It is not news that Microsoft is working on a new brand for the browser that will come out with Windows 10. On Tuesday, however, the company announced that the Internet Explorer brand will probably not make the cut, and it will be left behind as an outdated tool.
Marketing Chief Chris Capossela spoke at the Microsoft Convergence this week, and he confirmed in his speech that the new desktop OS, Windows 10 will be accompanied by a brand new browser.
Capossela had told Verge that the new browser is still in the research phase, as the team is trying to figure out in which direction should they go with the name and the entire brand. Before an official name is released, the world knows it as Project Spartan, which is just a codename.
Internet Explorer, however, will not be completely wiped out, as Windows 10 will still have it pre-installed in its software. But the focus will be on the new browser, which is predicted to be a lot faster and less clunky than its predecessor.
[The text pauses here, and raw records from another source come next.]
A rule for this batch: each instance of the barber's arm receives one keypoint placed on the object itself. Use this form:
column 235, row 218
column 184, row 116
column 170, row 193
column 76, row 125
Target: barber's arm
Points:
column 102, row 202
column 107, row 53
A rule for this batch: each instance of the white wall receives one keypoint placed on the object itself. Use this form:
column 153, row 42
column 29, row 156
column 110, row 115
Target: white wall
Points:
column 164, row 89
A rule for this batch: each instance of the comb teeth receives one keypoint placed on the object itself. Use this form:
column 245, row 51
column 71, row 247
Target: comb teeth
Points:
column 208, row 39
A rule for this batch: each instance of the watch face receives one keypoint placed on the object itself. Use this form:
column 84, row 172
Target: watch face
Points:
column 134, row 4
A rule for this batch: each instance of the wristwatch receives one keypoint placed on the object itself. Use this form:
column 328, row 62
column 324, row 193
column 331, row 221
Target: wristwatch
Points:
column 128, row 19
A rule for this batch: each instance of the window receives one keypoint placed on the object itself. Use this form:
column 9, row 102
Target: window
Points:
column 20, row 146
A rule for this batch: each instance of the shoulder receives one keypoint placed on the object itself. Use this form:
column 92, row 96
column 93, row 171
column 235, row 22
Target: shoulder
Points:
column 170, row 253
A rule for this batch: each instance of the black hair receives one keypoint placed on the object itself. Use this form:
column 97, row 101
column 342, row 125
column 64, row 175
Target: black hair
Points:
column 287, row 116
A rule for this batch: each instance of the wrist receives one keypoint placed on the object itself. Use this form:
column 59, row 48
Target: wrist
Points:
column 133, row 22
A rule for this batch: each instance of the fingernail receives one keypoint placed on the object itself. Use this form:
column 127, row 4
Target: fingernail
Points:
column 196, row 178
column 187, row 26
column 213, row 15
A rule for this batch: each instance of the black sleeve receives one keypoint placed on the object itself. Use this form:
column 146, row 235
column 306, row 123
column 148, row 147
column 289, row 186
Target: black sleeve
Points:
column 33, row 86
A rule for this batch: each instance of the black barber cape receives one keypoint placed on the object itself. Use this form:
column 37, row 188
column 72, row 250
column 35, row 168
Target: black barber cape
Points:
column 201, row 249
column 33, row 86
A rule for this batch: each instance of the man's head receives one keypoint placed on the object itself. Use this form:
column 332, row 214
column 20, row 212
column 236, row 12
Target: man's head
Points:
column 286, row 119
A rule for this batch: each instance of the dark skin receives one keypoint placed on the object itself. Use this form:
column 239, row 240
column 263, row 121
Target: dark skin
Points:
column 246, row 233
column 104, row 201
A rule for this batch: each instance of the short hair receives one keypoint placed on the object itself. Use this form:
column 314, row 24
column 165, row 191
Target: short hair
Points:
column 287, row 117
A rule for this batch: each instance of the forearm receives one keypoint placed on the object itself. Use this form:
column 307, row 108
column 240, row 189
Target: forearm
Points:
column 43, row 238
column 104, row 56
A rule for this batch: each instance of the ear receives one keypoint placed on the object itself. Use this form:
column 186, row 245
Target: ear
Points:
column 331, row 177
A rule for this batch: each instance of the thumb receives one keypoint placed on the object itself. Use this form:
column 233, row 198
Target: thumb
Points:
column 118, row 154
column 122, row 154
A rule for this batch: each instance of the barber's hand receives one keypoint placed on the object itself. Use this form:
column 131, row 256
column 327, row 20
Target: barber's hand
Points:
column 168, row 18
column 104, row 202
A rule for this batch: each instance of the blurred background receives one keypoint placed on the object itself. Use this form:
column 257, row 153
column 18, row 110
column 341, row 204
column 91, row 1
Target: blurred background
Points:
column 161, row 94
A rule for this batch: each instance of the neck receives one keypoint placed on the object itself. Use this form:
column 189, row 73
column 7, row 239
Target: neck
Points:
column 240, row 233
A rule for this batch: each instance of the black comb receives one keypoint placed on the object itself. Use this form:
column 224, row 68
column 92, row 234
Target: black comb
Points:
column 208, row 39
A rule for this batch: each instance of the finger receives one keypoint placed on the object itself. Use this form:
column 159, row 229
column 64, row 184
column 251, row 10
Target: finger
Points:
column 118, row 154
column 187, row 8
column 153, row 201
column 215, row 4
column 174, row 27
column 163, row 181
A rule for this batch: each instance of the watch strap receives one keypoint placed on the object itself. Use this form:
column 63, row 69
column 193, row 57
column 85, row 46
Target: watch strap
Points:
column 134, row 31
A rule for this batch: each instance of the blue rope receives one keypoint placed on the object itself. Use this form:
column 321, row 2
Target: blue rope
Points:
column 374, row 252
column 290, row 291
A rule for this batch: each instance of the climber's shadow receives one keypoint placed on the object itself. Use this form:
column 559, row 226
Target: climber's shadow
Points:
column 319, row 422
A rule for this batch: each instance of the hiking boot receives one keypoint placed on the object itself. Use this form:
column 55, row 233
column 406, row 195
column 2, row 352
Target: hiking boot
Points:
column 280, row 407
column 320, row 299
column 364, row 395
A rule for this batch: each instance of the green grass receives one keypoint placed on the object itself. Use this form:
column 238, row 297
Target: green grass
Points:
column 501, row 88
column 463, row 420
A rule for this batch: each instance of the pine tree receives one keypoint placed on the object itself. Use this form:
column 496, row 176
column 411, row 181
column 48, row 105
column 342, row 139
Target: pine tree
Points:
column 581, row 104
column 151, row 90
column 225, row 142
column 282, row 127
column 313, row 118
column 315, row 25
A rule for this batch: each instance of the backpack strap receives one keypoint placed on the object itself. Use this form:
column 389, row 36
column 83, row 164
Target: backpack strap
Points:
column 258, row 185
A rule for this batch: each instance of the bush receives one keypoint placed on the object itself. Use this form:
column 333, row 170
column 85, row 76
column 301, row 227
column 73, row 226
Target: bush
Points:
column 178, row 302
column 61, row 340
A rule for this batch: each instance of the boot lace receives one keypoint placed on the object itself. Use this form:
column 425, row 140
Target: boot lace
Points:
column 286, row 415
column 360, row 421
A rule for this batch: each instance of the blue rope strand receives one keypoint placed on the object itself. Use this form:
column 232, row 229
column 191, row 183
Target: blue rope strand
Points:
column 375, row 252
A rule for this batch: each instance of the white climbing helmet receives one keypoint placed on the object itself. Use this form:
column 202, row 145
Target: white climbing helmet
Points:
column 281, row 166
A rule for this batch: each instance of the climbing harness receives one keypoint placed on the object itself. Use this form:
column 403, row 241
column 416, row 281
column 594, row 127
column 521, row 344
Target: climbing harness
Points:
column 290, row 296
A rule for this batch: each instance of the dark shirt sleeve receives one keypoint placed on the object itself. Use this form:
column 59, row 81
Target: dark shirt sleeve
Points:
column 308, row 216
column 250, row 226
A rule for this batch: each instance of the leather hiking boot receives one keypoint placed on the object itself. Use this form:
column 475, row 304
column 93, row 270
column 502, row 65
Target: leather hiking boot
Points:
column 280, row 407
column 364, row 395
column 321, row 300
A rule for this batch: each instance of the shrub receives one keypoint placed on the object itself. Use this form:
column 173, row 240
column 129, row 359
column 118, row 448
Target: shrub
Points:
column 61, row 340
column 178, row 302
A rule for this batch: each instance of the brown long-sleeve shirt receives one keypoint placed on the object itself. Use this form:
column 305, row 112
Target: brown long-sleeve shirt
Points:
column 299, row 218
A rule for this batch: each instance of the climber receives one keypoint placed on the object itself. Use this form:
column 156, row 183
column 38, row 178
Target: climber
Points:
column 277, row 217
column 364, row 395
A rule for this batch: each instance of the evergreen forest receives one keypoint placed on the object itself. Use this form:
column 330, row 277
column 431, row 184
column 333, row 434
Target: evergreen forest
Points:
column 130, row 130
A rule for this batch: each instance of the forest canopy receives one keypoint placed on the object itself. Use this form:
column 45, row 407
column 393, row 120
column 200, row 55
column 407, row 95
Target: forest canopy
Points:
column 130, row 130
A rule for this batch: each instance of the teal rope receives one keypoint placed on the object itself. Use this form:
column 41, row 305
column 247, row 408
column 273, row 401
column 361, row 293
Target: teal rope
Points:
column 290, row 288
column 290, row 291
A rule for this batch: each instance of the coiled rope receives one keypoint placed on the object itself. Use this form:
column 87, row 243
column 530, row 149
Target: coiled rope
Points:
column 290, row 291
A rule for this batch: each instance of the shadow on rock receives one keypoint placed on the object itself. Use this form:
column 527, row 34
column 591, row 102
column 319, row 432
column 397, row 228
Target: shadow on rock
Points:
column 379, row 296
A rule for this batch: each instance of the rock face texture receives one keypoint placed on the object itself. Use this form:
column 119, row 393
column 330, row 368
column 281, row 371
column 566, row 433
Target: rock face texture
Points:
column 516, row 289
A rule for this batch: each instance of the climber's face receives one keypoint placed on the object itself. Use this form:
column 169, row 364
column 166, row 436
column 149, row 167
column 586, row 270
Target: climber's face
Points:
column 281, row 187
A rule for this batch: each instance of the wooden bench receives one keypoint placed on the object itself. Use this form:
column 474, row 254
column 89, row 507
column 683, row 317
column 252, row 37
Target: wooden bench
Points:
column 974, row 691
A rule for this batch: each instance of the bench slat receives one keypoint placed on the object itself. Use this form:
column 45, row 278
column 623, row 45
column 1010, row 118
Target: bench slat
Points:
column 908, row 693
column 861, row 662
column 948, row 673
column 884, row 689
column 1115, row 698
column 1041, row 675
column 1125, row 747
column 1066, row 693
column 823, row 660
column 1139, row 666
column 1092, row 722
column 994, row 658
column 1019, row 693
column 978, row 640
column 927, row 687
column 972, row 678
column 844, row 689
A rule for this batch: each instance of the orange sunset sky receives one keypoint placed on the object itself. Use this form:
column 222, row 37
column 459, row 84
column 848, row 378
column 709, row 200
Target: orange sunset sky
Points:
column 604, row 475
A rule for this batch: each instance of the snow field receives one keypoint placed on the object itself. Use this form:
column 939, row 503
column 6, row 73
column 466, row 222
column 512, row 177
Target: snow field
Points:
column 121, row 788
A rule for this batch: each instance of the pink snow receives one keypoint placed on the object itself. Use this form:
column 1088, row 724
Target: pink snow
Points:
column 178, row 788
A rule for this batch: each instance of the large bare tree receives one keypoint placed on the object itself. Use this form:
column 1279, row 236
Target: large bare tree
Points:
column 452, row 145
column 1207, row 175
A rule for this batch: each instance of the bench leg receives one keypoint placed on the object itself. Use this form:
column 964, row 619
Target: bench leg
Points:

Microsoft will integrate a voice search tool named Cortana in its new project.
Microsoft has been rather vague when it comes to Internet Explorer’s fate. The company has suggested in a statement that it plans on keeping it available for the users who need it and use it.
A spokesperson for the company explained that even though Project Spartan is built specifically for Windows 10, that doesn’t mean that Internet Explorer will cease to exist for companies and private customers that prefer a legacy browser support.
Losing the browser altogether might be a bad move for Microsoft, as the brand is still the most popular worldwide, in spite of the “hate” that it gets on entertainment social media. Different versions of Internet Explorer are amounting to 50 percent market share, as it has been Microsoft’s default browser for many, many years.
Scott Ross, UK chief technology officer at DigitasLBi, expressed how most internet users feel about Microsoft’s old browser; he said that Internet Explorer has lost the competition among browsers a long time ago, and yet it has managed to secure the number one position in the “world’s most hated browser” category.
Because of the high level of negativity that surrounds the product, Internet Explorer has no chance of winning the hearts of the internet users, no matter how many new versions Microsoft developers come up with. That’s why they decided rebranding would be a good idea, and maybe it is time to let the Internet Explorer name pass into the online archives.